Indirect Method for String Matching

The String Matching API also allows programmers to access the ANML macros. The function AP_GetStringMatchMacroDef() allows the programmer to obtain direct access to the macro definition used to implement an error definition. Each instantiation of the macro definition can then be configured with AP_ConfigureStringMacroRef().

String Match Example 3

The example below uses two windows of length 6 and 10.

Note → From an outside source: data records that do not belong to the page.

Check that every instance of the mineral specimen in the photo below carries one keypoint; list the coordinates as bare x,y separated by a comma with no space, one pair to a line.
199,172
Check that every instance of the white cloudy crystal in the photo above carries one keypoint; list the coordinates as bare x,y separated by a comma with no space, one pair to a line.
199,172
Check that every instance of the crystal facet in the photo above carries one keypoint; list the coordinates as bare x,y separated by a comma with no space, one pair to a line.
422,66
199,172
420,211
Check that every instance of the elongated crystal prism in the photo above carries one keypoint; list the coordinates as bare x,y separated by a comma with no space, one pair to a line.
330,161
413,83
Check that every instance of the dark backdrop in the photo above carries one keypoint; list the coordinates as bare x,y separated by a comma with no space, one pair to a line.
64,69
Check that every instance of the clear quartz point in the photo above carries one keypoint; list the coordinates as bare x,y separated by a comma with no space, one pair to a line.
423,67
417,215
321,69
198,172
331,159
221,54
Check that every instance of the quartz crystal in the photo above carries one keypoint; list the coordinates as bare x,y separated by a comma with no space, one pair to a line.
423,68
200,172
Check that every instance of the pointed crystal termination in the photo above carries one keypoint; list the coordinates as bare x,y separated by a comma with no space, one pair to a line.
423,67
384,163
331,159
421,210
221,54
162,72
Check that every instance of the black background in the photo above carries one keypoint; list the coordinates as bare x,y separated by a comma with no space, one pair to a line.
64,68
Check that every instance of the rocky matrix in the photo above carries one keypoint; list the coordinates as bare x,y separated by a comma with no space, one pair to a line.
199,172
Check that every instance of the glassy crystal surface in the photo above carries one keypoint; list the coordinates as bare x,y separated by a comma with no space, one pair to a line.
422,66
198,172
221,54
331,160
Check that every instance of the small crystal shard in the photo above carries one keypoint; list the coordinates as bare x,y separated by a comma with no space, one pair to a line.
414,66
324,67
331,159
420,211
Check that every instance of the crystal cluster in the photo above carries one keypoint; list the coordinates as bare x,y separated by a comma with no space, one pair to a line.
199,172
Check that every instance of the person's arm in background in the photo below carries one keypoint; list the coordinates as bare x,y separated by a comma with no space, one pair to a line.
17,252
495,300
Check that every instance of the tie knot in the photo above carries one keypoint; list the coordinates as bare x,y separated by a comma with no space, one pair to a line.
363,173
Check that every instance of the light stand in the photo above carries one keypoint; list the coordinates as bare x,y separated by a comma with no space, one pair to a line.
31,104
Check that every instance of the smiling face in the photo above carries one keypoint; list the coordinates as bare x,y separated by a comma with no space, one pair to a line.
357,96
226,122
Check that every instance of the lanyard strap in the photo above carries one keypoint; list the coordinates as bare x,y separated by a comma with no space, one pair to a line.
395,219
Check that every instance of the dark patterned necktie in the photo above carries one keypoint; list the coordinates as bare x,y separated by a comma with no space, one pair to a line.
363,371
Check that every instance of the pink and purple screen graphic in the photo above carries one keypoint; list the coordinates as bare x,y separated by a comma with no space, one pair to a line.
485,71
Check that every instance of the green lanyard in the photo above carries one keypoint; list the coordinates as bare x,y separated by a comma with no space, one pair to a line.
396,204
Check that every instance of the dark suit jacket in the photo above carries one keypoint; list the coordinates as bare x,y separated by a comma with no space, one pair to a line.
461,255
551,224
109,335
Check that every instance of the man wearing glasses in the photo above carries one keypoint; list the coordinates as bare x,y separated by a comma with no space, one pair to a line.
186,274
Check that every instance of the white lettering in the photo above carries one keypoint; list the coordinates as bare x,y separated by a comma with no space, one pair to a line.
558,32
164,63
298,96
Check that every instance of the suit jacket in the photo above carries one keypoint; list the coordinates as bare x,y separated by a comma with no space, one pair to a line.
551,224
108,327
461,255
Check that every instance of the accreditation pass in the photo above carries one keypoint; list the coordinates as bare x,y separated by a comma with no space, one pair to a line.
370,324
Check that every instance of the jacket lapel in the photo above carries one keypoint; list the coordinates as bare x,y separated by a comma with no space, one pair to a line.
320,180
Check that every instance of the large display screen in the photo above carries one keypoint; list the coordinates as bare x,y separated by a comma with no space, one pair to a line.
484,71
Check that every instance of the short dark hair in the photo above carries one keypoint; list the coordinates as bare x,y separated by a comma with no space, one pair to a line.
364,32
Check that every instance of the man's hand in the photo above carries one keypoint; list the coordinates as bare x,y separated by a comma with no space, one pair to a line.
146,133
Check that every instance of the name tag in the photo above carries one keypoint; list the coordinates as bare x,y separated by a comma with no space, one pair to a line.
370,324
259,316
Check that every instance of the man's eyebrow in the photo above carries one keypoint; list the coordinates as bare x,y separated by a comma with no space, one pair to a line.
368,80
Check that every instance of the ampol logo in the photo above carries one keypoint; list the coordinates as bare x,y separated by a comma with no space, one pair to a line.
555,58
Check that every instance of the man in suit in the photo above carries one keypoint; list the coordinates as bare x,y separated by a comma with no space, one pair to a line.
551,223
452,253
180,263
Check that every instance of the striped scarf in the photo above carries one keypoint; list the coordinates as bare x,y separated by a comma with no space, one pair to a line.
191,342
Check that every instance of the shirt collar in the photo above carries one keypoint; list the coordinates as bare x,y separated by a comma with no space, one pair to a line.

#include <micron/ap/ap_string.h>
int IndirectMethod(const char* pattern)
{
int err = 0;
ap_anml_t anml = 0;
ap_macro_def_t mdef0, mdef1;
struct ap_error_definition ED; // Declare error definition
ap_encode_info_t EI; // The encode information object
ap_automaton_t fsm; // The automaton object
unsigned WS[] = {6,6}; // 1st window is 6 symbols long and 2nd is 6 symbols long
unsigned TE[] = {1,1}; // Each window allows 1 error
unsigned LS[] = {1,0}; // The first window allows at most 1 deletion
unsigned RS[] = {0,1}; // The second window allows at most 1 insertion
/*
* Setup up error definition
*/
ED.scoring = 0; // Set not using scoring because we are using multiple windows
ED.window_count = 2; // Set two windows
ED.start_type = START_OF_DATA; // Start of data search usually are more space efficient
ED.window_size = WS; // Set window sizes
ED.total_errors = TE; // Set total errors
ED.max_del = LS; // Set maximum deletions
ED.max_ins= RS; // Set maximum insertions
anml = AP_CreateAnml();
if (!anml) return -1;
err = AP_GetStringMatchMacroDef(anml, &mdef0, &ED,
0, // first window
0, // not reporting
0, // no input, use start of data
1, // with output
1); // force create
if (!err) err = AP_GetStringMatchMacroDef(anml, &mdef1, &ED,
1, // second window
1, // reporting
0, // no input
0, // no output
1); // force create
return err;
}
1 from micronap.sdk import *
2 
3 def IndirectMethod(pattern):
4  ED = ErrorDefinition()
5  ED.scoring = False # Set not using scoring because we are using multiple windows
6  ED.start_type = AnmlDefs.START_OF_DATA
7  # Set two windows - all lists must be length 2
8  ED.window_size = [6,6] # 1st window is 6 symbols long and 2nd is 6 symbols long
9  ED.total_errors = [1,1] # Each window allows 1 error;
10  ED.max_del = [1,0] # The first window allows at most 1 deletion
11  ED.max_ins= [0,1] # The second window allows at most 1 insertion
12  anml = Anml()
13  mdef0 = ED.GetStringMatchMacroDef(anml,
14  0 , False , False , True)
15  # first | not | no input | with
16  # window | reporting | use start | output
17  # | | of data |
18  mdef1 = ED.GetStringMatchMacroDef(anml, \
19  1 , True , False , False)
20  # second | yes | no input | no
21  # window | reporting | | output
import com.micron.ap.*;
public class StringMatchExample {
public static void IndirectMethod(String pattern) throws ApException {
ErrorDefinition ED = new ErrorDefinition();
int[] WS = new int[2];
int[] TE = new int[2];
int[] LS = new int[2];
int[] RS = new int[2];
WS[0] = 6; WS[1] = 6; /* 1st window is 6 symbols long and 2nd is 6 symbols long */
TE[0] = 1; TE[1] = 1; /* Each window allows 1 error */
LS[0] = 1; LS[1] = 0; /* The first window allows at most 1 deletion */
RS[0] = 0; RS[1] = 1; /* The second window allows at most 1 insertion */
ED.setScoring(0); /* Set not using scoring because we are using multiple windows */
ED.setStartType(AnmlDefs.START_OF_DATA);
ED.setWindows(WS, TE, LS, RS);
Anml anml = new Anml();
MacroDef mdef0 = ED.getStringMatchMacroDef(anml,
0, /* first window */
false, /* not reporting */
false, /* no input, use start of data */
true, /* with output */
false); /* no force create */
MacroDef mdef1 = ED.getStringMatchMacroDef(anml,
1, /* second window */
true, /* reporting */
false, /* no input */
false, /* no output */
false); /* no force create */
}
}